If I delete line creating tensorflow Session (which is not used anywhere), test passes. Why is it happening? Am I missing something?

To investigate tensorflow

Source

vikua

👍1

Most helpful comment

I have to thank you for reporting this issue, @vikua !
I wasn't able to get reproducible results in my research before, even though I seeded the random number generators. Using the TF AdamOptimizer solved the problem instantly.

joosephook on 15 Feb 2019

👍4

All 6 comments

I tried running the code without fitting the model.
The weights are initialized identically, so the mismatch starts somewhere in the middle of training.
In addition, the batch_ids ~~for~~ seemed to be the same for both training runs.

I was able to avoid the error by using a different optimizer:
model.compile(optimizer='rmsprop', loss='mse'),
so perhaps it's related to the choice of optimizer?

joosephook on 11 Feb 2019

Interesting.

I did my initial tests on several optimizers (adam, rmsprop, adagrad, adadelta, sgd), but on tensorflow 1.6.0 (which is a version I use in production). This test failed for all of them.

I tried this on tensorflow 1.12.2 & adam just to confirm it is reproducible on newer version.

vikua on 11 Feb 2019

Looks like it is something in Keras optimizer. If I compile model with tensorflow tf.train.AdamOptimizer (or any other optimizer) the issue is not reproducible:

    optimizer = tf.train.AdamOptimizer(learning_rate=0.01)
    model.compile(optimizer=optimizer, loss='mse')

vikua on 12 Feb 2019

👍2

joosephook on 15 Feb 2019

👍4

@vikua I ran the code in TF1.12, I don't see any issues. Thanks!
Downloading data from https://s3.amazonaws.com/keras-datasets/boston_housing.npz
57344/57026 [==============================] - 0s 2us/step
Epoch 1/5
404/404 [==============================] - 1s 2ms/step - loss: 268.9717
Epoch 2/5
404/404 [==============================] - 0s 83us/step - loss: 188.8862
Epoch 3/5
404/404 [==============================] - 0s 87us/step - loss: 111.6779
Epoch 4/5
404/404 [==============================] - 0s 97us/step - loss: 55.7327
Epoch 5/5
404/404 [==============================] - 0s 97us/step - loss: 42.7104
Epoch 1/5
404/404 [==============================] - 1s 2ms/step - loss: 268.9717
Epoch 2/5
404/404 [==============================] - 0s 88us/step - loss: 188.8862
Epoch 3/5
404/404 [==============================] - 0s 90us/step - loss: 111.6779
Epoch 4/5
404/404 [==============================] - 0s 86us/step - loss: 55.7327
Epoch 5/5
404/404 [==============================] - 0s 93us/step - loss: 42.7104

jvishnuvardhan on 22 Feb 2019

Looks like it is something in Keras optimizer.

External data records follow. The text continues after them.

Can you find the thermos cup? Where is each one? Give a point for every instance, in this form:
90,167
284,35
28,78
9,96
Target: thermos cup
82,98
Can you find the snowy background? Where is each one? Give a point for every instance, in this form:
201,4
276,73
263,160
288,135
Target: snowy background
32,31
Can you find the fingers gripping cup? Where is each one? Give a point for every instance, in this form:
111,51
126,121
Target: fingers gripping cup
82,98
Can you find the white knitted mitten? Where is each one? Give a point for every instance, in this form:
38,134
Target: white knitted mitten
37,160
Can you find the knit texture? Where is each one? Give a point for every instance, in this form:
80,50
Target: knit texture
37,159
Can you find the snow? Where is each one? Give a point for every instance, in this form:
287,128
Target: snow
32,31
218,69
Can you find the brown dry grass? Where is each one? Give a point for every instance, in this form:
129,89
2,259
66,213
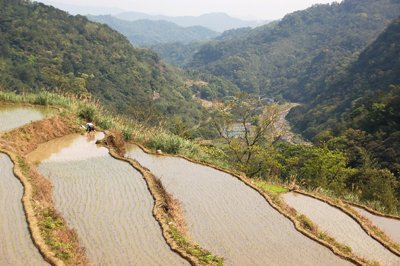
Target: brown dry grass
303,224
172,206
26,139
115,140
365,224
61,240
168,213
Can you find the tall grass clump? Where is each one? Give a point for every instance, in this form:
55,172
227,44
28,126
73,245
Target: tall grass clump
87,112
172,144
104,121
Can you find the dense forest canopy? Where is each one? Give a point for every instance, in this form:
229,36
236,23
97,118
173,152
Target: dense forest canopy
337,59
365,98
42,47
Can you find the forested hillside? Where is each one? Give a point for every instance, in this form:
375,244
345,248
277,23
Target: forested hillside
148,32
44,48
288,58
362,105
218,22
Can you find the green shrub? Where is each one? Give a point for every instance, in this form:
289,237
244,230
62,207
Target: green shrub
172,144
105,122
87,112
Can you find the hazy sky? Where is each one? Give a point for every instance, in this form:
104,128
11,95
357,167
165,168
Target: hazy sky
250,9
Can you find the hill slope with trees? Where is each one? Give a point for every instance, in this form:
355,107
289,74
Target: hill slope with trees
289,57
362,105
43,48
146,33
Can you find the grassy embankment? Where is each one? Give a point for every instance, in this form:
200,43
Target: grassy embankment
157,138
72,112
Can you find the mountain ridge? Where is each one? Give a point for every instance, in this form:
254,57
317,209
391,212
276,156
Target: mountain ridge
146,32
218,22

If I compile model with tensorflow tf.train.AdamOptimizer (or any other optimizer) the issue is not reproducible:
    optimizer = tf.train.AdamOptimizer(learning_rate=0.01)
    model.compile(optimizer=optimizer, loss='mse')

Thank you so much @vikua and @joosephook for this discussion.. I had searched everywhere, tried all things and nothing helped but following your suggestions, the results are reproducible now and across different machines (having different OS) as well!